2. Operational risk against the market
Unlike stock investment, silver investment can be traded in two directions, that is, long and short. This means that the fluctuation of silver price has both opportunities for profit and losses. In this way, some investors do not give up any profit opportunities, always want to be one step ahead in operation, thinking that prices will turn around, so they operate against the market and wait for the market to pick up, resulting in losses. Because the investment market is unpredictable, we can't predict some risks, so it is more reliable to operate honestly and smoothly.

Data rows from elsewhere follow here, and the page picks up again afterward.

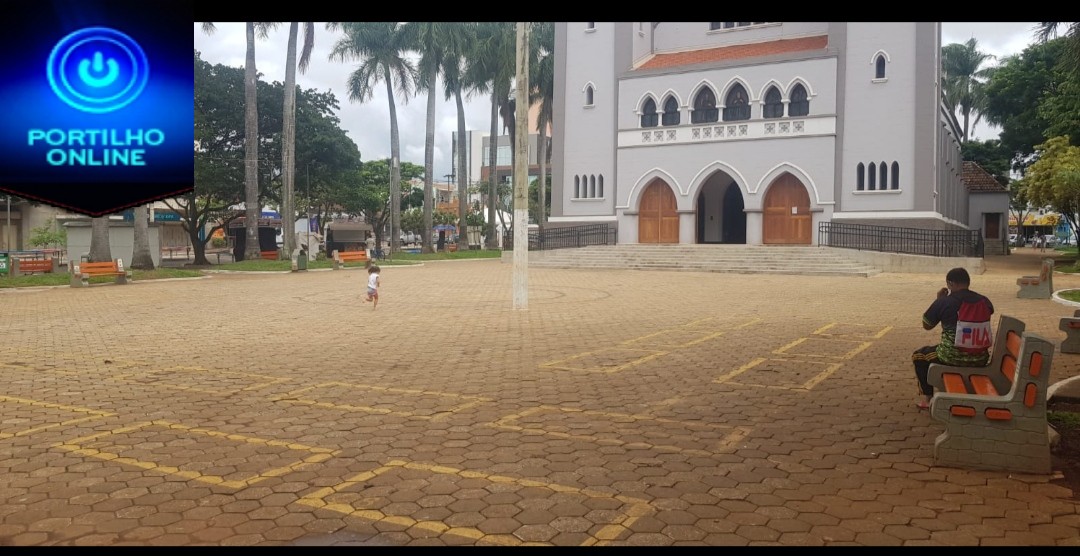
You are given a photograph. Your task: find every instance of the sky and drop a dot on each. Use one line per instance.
(368, 123)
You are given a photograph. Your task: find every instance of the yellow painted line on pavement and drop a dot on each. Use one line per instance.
(732, 436)
(320, 455)
(636, 507)
(34, 403)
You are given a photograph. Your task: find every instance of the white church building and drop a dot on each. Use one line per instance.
(754, 133)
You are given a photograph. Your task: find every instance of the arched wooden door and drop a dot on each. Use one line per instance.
(658, 218)
(787, 219)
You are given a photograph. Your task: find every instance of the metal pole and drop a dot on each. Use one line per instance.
(522, 172)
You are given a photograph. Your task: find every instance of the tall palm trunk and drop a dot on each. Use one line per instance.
(288, 147)
(462, 175)
(251, 152)
(140, 256)
(542, 181)
(429, 162)
(395, 172)
(99, 251)
(493, 241)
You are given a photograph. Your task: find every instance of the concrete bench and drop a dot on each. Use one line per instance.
(996, 377)
(24, 267)
(83, 271)
(341, 257)
(1038, 287)
(1000, 432)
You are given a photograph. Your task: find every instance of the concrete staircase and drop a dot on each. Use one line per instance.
(744, 259)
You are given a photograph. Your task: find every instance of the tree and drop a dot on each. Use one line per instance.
(489, 69)
(140, 255)
(433, 41)
(963, 81)
(253, 208)
(1045, 30)
(455, 83)
(380, 49)
(288, 130)
(1054, 178)
(1015, 92)
(543, 85)
(99, 251)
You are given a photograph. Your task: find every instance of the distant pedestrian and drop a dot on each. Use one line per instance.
(373, 285)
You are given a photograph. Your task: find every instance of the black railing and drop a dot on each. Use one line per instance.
(704, 116)
(566, 236)
(910, 241)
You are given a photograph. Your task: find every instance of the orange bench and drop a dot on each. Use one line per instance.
(22, 267)
(1006, 432)
(1038, 287)
(341, 257)
(83, 271)
(996, 378)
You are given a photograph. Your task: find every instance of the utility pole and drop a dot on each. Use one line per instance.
(522, 172)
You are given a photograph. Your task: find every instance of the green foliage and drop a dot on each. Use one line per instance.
(49, 234)
(1054, 178)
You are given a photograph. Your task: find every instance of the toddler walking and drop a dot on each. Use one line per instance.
(373, 285)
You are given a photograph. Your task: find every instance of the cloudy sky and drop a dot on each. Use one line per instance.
(368, 123)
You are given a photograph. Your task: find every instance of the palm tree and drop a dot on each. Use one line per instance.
(380, 49)
(251, 140)
(542, 80)
(490, 69)
(434, 41)
(288, 130)
(1047, 30)
(99, 251)
(140, 256)
(454, 83)
(963, 81)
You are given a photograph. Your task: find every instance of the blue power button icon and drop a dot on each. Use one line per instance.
(97, 69)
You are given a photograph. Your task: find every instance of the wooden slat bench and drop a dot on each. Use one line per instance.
(1000, 432)
(996, 378)
(341, 257)
(82, 272)
(23, 267)
(1038, 287)
(1070, 325)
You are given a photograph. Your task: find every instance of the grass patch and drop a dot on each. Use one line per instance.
(64, 279)
(1063, 420)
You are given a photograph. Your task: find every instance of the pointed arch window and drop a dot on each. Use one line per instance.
(649, 117)
(773, 104)
(671, 111)
(800, 103)
(737, 105)
(704, 107)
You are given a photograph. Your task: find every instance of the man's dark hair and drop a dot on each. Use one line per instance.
(958, 275)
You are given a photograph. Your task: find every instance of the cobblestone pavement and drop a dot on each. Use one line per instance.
(622, 407)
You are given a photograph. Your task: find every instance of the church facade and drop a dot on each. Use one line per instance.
(752, 133)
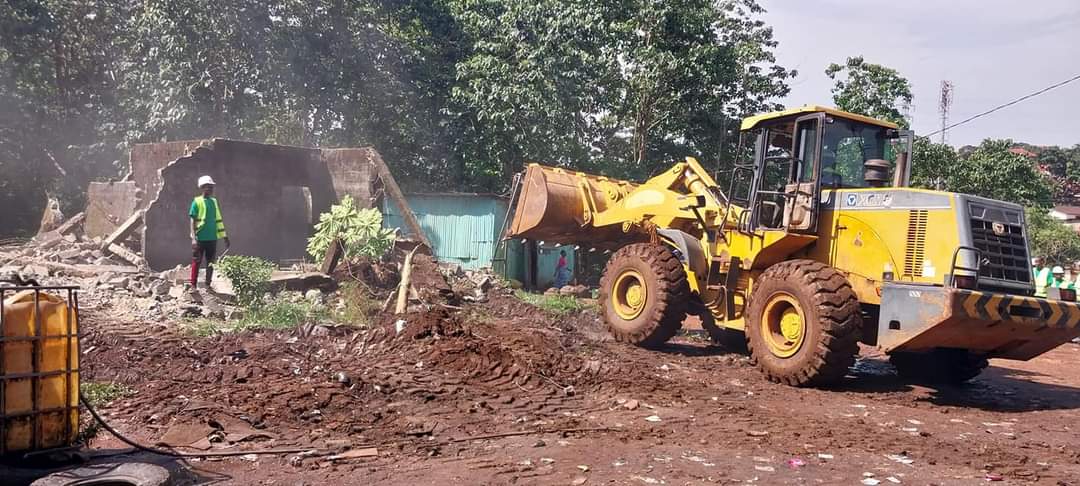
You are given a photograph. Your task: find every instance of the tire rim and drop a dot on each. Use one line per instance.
(783, 325)
(629, 295)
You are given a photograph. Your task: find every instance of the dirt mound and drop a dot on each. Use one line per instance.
(339, 381)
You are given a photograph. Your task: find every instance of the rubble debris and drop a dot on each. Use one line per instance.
(124, 230)
(69, 226)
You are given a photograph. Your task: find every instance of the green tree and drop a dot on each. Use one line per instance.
(1051, 239)
(988, 170)
(871, 89)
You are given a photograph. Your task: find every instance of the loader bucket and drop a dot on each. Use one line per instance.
(557, 206)
(920, 318)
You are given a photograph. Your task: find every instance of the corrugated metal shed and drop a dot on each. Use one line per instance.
(463, 228)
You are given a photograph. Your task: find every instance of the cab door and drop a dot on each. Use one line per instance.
(802, 191)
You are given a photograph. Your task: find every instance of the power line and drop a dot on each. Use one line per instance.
(1004, 106)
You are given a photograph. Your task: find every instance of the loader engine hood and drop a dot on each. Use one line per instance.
(929, 234)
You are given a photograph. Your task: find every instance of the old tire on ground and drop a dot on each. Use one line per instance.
(804, 323)
(941, 365)
(126, 473)
(644, 295)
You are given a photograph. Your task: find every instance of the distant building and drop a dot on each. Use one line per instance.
(1068, 215)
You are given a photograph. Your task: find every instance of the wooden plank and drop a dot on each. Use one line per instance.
(125, 254)
(395, 194)
(124, 230)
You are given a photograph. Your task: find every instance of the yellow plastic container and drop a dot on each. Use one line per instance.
(39, 369)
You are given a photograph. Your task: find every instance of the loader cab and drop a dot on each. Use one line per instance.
(799, 154)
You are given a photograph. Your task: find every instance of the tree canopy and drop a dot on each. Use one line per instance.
(871, 89)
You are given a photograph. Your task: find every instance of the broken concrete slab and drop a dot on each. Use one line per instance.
(125, 229)
(259, 187)
(127, 255)
(108, 205)
(68, 226)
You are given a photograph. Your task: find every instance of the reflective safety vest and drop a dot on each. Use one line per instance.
(201, 215)
(1062, 284)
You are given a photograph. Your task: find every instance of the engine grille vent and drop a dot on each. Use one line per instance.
(916, 243)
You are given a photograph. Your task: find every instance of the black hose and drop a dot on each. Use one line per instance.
(136, 445)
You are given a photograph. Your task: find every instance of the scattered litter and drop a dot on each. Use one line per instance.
(353, 454)
(902, 458)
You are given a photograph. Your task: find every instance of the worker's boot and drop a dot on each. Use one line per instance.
(194, 272)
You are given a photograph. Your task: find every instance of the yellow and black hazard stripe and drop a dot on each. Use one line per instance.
(1002, 307)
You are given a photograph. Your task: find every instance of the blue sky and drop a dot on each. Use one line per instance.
(993, 51)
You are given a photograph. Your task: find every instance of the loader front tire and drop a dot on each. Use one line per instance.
(644, 295)
(941, 365)
(804, 324)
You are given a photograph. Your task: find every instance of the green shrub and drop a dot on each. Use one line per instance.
(360, 229)
(102, 393)
(558, 305)
(250, 277)
(360, 307)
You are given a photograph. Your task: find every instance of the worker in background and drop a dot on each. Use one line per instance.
(206, 229)
(562, 271)
(1041, 275)
(1058, 280)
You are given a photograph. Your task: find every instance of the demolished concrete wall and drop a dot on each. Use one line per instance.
(270, 197)
(147, 159)
(109, 204)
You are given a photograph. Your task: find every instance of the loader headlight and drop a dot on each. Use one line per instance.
(968, 282)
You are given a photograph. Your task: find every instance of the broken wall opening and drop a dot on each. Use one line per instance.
(270, 196)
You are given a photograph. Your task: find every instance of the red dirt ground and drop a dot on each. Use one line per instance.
(615, 414)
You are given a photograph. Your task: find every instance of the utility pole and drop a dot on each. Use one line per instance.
(944, 104)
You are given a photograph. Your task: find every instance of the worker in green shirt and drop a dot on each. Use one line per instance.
(206, 229)
(1057, 279)
(1041, 275)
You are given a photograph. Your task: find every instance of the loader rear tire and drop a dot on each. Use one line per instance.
(804, 324)
(644, 295)
(941, 365)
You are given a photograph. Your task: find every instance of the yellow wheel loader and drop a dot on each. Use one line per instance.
(818, 244)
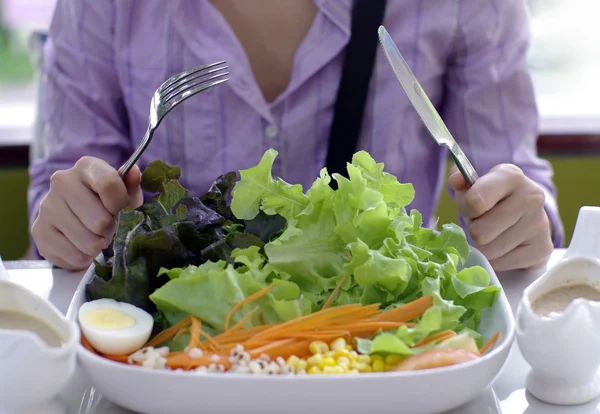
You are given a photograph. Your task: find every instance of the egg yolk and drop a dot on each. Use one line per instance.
(107, 319)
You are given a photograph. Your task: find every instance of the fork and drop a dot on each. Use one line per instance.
(171, 93)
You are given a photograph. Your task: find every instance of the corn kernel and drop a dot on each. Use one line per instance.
(393, 359)
(318, 347)
(293, 361)
(315, 359)
(343, 360)
(333, 370)
(378, 365)
(338, 343)
(361, 367)
(314, 371)
(327, 362)
(341, 353)
(376, 358)
(364, 358)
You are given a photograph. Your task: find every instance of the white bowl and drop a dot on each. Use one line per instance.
(419, 392)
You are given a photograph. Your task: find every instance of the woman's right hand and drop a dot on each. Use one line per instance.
(78, 216)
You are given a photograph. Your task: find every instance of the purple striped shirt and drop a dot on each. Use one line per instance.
(104, 59)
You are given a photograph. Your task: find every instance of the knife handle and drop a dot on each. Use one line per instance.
(464, 165)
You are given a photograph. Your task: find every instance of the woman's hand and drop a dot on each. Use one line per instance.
(78, 216)
(506, 217)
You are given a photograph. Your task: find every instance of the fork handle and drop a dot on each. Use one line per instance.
(125, 168)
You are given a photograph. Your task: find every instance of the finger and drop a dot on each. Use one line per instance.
(74, 230)
(506, 242)
(456, 181)
(54, 247)
(88, 208)
(489, 190)
(524, 257)
(132, 181)
(105, 181)
(487, 228)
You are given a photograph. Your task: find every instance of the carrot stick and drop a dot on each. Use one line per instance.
(184, 361)
(283, 348)
(244, 320)
(331, 297)
(195, 333)
(321, 318)
(240, 335)
(438, 337)
(408, 311)
(169, 332)
(249, 299)
(117, 358)
(373, 325)
(209, 339)
(489, 343)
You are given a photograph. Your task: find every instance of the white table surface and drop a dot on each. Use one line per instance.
(507, 397)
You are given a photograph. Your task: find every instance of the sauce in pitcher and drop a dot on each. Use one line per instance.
(557, 300)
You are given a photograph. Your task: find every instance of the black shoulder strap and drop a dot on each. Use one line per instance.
(367, 16)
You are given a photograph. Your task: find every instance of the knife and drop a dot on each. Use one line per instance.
(427, 112)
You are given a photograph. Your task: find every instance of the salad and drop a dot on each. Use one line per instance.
(258, 276)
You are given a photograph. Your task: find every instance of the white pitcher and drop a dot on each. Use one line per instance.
(564, 349)
(31, 372)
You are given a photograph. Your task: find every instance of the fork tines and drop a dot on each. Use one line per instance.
(207, 75)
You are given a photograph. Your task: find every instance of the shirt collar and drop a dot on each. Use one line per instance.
(338, 11)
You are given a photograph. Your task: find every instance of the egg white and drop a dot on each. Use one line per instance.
(117, 341)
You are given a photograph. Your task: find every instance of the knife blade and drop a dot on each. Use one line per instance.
(429, 115)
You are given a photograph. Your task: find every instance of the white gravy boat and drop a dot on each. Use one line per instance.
(563, 350)
(31, 372)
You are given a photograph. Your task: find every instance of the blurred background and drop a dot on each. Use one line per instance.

3, the risk of trading mentality
Maintaining a healthy investment mentality is the key for investors to win in the silver market. A good attitude can enable investors to exert their normal thinking ability, make timely, objective and accurate analysis and judgment on market changes, and formulate more scientific and reasonable operation strategies and strictly implement them. Otherwise, the capital loss caused by a market reversal will cause strong interference and damage to investors' analytical thinking and operation, making it difficult for them to maintain a rational and objective attitude to deal with the current losses, leading to repeated mistakes in judgment and chaotic operation rhythm, thus bringing greater loss risks.